Nikmatnya Puasa pada Musim Gugur

Red: Chairul Akhmad

Senin 07 Jul 2014 19:30 WIB

Asia University, Tokyo, Jepang. Foto: Wikipedia.org Asia University, Tokyo, Jepang.

Oleh: Wulan Tunjung Palupi

Ramadhan tahun ini agak anomali karena jatuh pada Juni, udara lebih bersahabat. Saya jadi ingat pernah puasa dalam cuaca yang ramah.

Ramadhan pada 1424 Hijriah yang jatuh pada musim gugur. Ketika itu, saya menjadi mahasiswa di Asia University, Tokyo, Jepang.

Pengalaman pertama berpuasa di negeri orang membuat khawatir tak bisa beribadah dengan baik. Saya hanya kenal seorang Muslim lain di kampus sedangkan di jurusan, saya satu-satunya Muslim.

Saat itu, saya tinggal di asrama khusus perempuan yang mempunyai peraturan ketat. Memasak dibatasi sampai pukul 23.00 dan dapur digunakan lagi pukul 05.30.  

Maka, sebelum Ramadhan, saya minta dispensasi menggunakan dapur sebelum pukul lima. Meskipun, akhirnya saya bertahan beberapa hari memasak sahur, selebihnya memanaskan makanan menggunakan microwave yang dilakukan 24 jam.

Bahkan, pada beberapa hari terakhir, saya sahur dengan nasi kepal dibungkus nori (rumput laut) dan sejumput ikan tuna tanpa dipanaskan.

Saat itu, Ramadhan jatuh pada 26 Oktober hingga 24 November, bertepatan dengan pertengahan hingga akhir musim gugur. Saya menyelesaikan sahur pukul 05.00 dan tak lama kemudian masuk waktu Subuh. Pada musim gugur di Jepang, waktu puasa pendek dari di Indonesia. Imsak pukul lima dan sebelum pukul tujuh malam, masuk waktu Maghrib.

Cuaca berkisar antara 14-17 derajat Celsius membuat Ramadhan tak terasa terlampau berat. Bahkan, satu kali di perpustakaan saya tak menyadari sudah masuk berbuka hingga pukul 19.30.
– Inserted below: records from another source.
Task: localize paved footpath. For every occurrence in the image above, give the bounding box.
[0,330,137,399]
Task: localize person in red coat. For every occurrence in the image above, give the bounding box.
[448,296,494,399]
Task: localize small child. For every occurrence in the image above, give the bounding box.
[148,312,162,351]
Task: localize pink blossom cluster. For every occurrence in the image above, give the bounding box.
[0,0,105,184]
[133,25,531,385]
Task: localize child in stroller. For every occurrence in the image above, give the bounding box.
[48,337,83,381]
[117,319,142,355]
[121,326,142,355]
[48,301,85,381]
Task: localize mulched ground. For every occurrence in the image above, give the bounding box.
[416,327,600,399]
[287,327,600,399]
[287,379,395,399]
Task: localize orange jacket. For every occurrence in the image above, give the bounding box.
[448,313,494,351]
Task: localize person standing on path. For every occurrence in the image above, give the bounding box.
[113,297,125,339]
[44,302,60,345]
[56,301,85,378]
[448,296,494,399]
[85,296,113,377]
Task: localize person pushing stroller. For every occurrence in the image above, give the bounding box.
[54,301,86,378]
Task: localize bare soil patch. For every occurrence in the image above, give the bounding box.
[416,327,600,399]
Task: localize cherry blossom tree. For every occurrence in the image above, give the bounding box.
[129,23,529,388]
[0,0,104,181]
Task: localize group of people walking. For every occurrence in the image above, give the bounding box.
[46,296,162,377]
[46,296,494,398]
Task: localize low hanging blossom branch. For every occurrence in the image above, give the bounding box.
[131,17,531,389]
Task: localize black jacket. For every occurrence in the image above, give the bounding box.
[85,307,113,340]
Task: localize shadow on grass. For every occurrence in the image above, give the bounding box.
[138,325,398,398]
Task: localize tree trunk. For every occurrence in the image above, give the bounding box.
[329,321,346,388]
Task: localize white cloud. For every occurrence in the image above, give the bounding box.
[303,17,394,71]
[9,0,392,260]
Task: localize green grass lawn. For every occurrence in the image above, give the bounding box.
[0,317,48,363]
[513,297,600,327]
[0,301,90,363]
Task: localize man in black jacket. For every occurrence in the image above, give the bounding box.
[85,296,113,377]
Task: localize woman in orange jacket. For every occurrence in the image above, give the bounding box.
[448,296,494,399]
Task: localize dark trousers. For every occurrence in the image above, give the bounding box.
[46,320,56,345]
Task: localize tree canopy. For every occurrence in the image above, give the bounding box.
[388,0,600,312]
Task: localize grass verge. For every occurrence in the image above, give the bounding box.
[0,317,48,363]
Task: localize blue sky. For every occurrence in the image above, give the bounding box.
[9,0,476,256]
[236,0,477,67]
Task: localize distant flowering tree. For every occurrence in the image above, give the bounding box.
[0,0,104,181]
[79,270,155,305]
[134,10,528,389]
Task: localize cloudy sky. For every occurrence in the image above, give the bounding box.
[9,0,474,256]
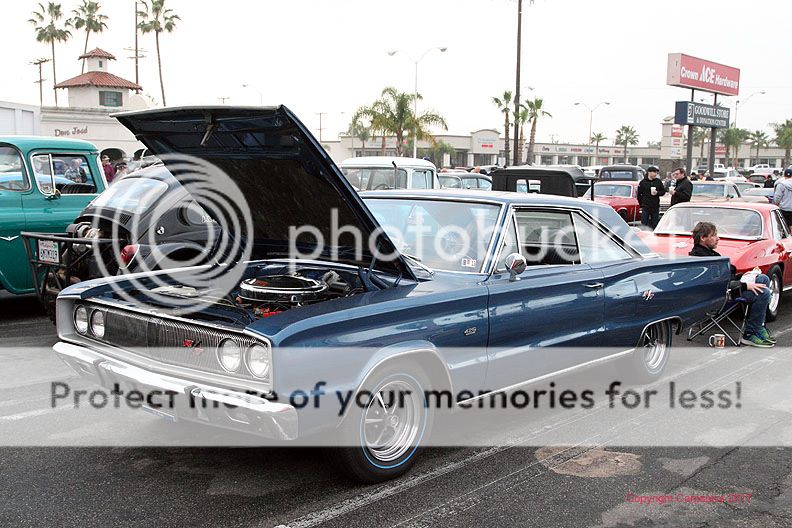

Berbuka puasa tanpa mendengar azan memang kurang afdal. Terlebih, makan sahur dan berbuka sendirian membuat saya kangen Tanah Air. Puncaknya saat malam takbiran, saya nekat bertakbir sendiri diiringi suara takbir dari laptop.

Untungnya, selama Ramadhan, teman-teman asrama dan kuliah memberi dukungan. Saya beberapa kali berbuka puasa bersama warga dan mahasiswa Indonesia dengan menu lengkap makanan Tanah Air.

Di asrama, ada teman penasaran tentang puasa yang dalam bahasa Jepang disebut danjiki. Teman tersebut mencoba puasa meskipun ia ‘sahur’ pukul 06.00. Masih penasaran, ia memaksa ikut saat saya shalat Id dan merayakan Lebaran di Wisma Indonesia di Meguro.

Karena Hari Raya Idul Fitri bukan hari libur, saya minta izin kampus tak masuk kuliah hari itu. Jadilah, saya dan teman yang ikut mencoba puasa itu shalat Id di Sekolah Republik Indonesia Tokyo dan silaturahim di Wisma Indonesia.

Kehangatan warga Indonesia dan meriahnya kuliner Lebaran membuat bertekad mengunjungi Indonesia. Saya pun lega karena ibadah puasa pertama di negeri orang berlangsung lancar dan rasa homesick terobati dengan opor, rendang, dan lontong yang tersaji di Wisma Indonesia.